Tippecanoe County Board of Commissioners · May 5, 2026
AI-Generated Content: All content on this page was generated by AI to highlight key points from the meeting. For complete details and context, we recommend watching the full video. so we can fix them.

Summary

After months of study and a public hearing with residents and agricultural stakeholders, the Tippecanoe County Board of Commissioners adopted Ordinance 2026‑12 on May 4, 2026, adding larger setbacks, a 400‑acre cap and a prohibition on battery energy storage systems; the measure passed 3‑0.

The Tippecanoe County Board of Commissioners voted 3‑0 on May 4 to adopt Ordinance 2026‑12, a revised large‑scale solar ordinance the board and staff said responds to concerns raised during a moratorium study and several public hearings.

APC staff told the board the moratorium passed last summer was intended to allow a deeper study of the county's solar rules and that a study group, ordinance committee and public hearings resulted in a stricter code. APC forwarded the draft to the board after a 13‑3 vote at the Area Planning Commission.

Residents offered competing views during the public hearing. Alicia Ade Reed, who said her family has farmed in Shelby Township for 145 years, urged the board to approve the ordinances while noting the draft "still needs improvement in several areas" and asking the commission to "vote to approve these ordinances." Rachel Stevens told the board larger setbacks would protect property values and reduce noise and glare for nearby homeowners. Donna Scanlon, president of the Tippecanoe County Farm Bureau, supported acreage caps but warned that removing productive farmland carries significant local economic costs, citing Purdue data on gross revenue per acre.

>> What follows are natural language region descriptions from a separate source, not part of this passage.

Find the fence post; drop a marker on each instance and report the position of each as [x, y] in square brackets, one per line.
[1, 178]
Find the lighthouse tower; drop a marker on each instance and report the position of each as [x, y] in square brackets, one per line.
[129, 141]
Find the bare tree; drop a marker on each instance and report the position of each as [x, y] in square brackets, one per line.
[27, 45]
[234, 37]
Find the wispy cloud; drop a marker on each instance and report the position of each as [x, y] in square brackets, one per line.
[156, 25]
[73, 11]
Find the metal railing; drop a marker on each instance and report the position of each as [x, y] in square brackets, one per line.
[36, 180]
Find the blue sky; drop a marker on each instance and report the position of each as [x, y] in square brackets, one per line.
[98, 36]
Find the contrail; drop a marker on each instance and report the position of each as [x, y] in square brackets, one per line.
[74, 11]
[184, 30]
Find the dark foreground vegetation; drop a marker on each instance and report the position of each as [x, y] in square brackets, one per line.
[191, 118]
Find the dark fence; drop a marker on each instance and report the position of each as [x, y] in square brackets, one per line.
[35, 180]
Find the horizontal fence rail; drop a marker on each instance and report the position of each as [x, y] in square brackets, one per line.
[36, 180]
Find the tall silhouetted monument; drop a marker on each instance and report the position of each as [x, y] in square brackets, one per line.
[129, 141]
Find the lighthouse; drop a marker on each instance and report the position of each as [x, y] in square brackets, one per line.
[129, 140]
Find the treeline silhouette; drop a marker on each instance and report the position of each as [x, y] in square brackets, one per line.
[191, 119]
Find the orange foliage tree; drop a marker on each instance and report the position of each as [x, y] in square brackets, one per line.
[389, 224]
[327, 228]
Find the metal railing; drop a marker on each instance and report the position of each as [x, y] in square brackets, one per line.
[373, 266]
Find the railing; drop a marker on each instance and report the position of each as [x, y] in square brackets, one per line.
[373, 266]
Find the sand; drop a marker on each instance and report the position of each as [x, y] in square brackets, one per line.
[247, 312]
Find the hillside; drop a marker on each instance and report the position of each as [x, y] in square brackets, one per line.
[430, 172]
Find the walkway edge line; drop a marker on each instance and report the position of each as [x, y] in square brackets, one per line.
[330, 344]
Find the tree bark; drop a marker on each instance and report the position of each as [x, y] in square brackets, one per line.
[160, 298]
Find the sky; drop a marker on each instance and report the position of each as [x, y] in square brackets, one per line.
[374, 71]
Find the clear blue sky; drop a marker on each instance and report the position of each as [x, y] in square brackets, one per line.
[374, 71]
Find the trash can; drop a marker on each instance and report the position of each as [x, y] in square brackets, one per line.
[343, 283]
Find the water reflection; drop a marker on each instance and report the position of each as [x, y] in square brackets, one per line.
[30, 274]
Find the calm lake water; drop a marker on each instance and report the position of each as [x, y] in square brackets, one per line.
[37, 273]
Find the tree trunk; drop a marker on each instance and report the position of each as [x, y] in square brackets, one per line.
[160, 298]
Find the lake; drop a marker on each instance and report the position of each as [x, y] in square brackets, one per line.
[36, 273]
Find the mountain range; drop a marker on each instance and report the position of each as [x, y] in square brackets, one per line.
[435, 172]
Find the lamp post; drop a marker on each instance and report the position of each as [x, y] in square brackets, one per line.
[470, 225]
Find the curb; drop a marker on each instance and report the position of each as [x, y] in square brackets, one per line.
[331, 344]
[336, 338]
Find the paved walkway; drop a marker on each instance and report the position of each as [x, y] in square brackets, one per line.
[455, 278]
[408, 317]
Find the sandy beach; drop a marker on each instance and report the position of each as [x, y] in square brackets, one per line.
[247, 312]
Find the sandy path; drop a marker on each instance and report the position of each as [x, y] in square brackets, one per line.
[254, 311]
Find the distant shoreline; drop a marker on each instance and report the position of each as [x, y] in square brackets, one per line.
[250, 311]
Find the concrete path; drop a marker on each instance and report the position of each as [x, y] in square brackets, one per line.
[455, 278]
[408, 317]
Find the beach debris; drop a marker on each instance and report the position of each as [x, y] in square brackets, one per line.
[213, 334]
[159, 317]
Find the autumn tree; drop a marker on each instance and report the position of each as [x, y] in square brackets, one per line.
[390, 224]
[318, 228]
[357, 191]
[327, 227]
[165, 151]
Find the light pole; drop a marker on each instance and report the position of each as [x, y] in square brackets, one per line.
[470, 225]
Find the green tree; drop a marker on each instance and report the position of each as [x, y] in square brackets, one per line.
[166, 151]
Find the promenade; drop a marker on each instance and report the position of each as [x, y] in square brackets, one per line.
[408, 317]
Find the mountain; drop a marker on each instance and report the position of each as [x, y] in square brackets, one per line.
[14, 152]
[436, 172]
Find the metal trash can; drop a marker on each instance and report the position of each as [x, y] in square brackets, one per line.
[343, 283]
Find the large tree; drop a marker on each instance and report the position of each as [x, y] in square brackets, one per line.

Opponents and proponents traded technical and economic claims during the hearing. Nicole Dutlinger rejected arguments that a 400‑acre cap is a de facto ban, saying such a cap requires better planning but does not prevent viable projects. Other speakers cited studies and local experiments at Purdue to argue both that agrivoltaics can coexist with crops and that prime farmland deserves special protection.

Key provisions in the adopted ordinance, as discussed in the hearing, include larger setbacks for nonparticipating properties, increased setback protections for electrical substations, a county cap discussed at 400 acres per installation and a stated prohibition on battery energy storage systems in the draft presented to the board. Commissioners and staff repeatedly noted ordinances can be amended as the county gains more experience.

The board's recorded action was brief: after public comment and discussion, the clerk announced that Ordinance 2026‑12 "passes 3 to 0." Commissioners moved on to other business after the vote.

What happens next: The ordinance was adopted on May 4; commissioners and staff said future amendments are possible as the county monitors outcomes and industry practice.